Her research focuses on developing privacy-preserving methods—particularly those satisfying the formal definition of differential privacy—and understanding their fundamental limitations. Zakynthinou’s work also explores other dimensions of reliability with surprising connections to privacy, including robustness, generalization, and memorization in learning algorithms. Her goal is to provide safe, principled alternatives that offer formal guarantees as well as competitive performance, empowering data practitioners to adopt trustworthy methods in practice.

Zakynthinou has published research in leading machine learning theory venues such as the Conference on Learning Theory, the Conference on Neural Information Processing Systems, and the International Conference on Machine Learning, with select papers recognized by spotlight presentations.

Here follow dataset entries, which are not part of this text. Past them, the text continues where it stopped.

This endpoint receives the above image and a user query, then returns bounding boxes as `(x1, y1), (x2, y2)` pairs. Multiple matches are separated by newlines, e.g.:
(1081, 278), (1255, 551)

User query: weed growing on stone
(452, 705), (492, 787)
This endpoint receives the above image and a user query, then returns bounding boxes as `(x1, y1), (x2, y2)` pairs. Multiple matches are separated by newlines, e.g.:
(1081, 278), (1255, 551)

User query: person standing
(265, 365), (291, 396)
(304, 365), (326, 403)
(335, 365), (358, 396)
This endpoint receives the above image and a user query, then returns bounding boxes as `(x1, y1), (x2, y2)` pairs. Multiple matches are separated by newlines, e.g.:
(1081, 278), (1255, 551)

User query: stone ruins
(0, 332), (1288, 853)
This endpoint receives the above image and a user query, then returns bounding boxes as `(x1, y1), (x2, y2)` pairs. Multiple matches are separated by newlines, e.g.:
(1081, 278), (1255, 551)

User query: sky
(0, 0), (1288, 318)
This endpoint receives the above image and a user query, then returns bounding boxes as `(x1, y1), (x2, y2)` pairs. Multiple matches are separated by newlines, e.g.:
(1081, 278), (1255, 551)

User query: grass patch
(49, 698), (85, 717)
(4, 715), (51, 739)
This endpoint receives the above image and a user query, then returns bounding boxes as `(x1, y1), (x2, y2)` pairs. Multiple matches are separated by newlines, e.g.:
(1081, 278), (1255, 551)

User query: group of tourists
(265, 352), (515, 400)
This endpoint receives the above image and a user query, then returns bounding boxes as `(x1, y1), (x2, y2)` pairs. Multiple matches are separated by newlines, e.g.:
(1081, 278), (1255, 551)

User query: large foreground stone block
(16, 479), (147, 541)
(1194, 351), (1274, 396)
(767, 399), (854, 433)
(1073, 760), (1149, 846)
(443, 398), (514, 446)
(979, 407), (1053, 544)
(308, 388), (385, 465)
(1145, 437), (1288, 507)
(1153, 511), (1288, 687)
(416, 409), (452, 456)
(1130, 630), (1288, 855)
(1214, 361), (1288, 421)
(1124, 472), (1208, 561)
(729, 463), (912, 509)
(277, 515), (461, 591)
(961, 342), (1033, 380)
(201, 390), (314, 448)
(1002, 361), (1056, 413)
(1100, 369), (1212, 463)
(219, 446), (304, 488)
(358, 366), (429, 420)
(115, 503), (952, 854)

Her graduate and post-graduate work has been supported by a Meta Research PhD Fellowship, a Northeastern University Khoury College of Computer Sciences PhD Research Award, and a Foundations of Data Science Institute postdoctoral fellowship. Zakynthinou additionally serves on the program committees of multiple conferences in machine learning, security, and privacy, and is a workshop committee member of the Learning Theory Alliance.

She completed her PhD in computer science at Northeastern University, where she was advised by Jonathan Ullman and Huy Lê Nguyễn; her master’s in logic, algorithms, and theory of computation at the National Kapodistrian University of Athens; and her diploma in electrical and computer engineering at the National Technical University of Athens. Before joining Johns Hopkins, Zakynthinou was a postdoctoral research fellow at the Simons Institute for the Theory of Computing at the University of California, Berkeley, hosted by Michael I. Jordan.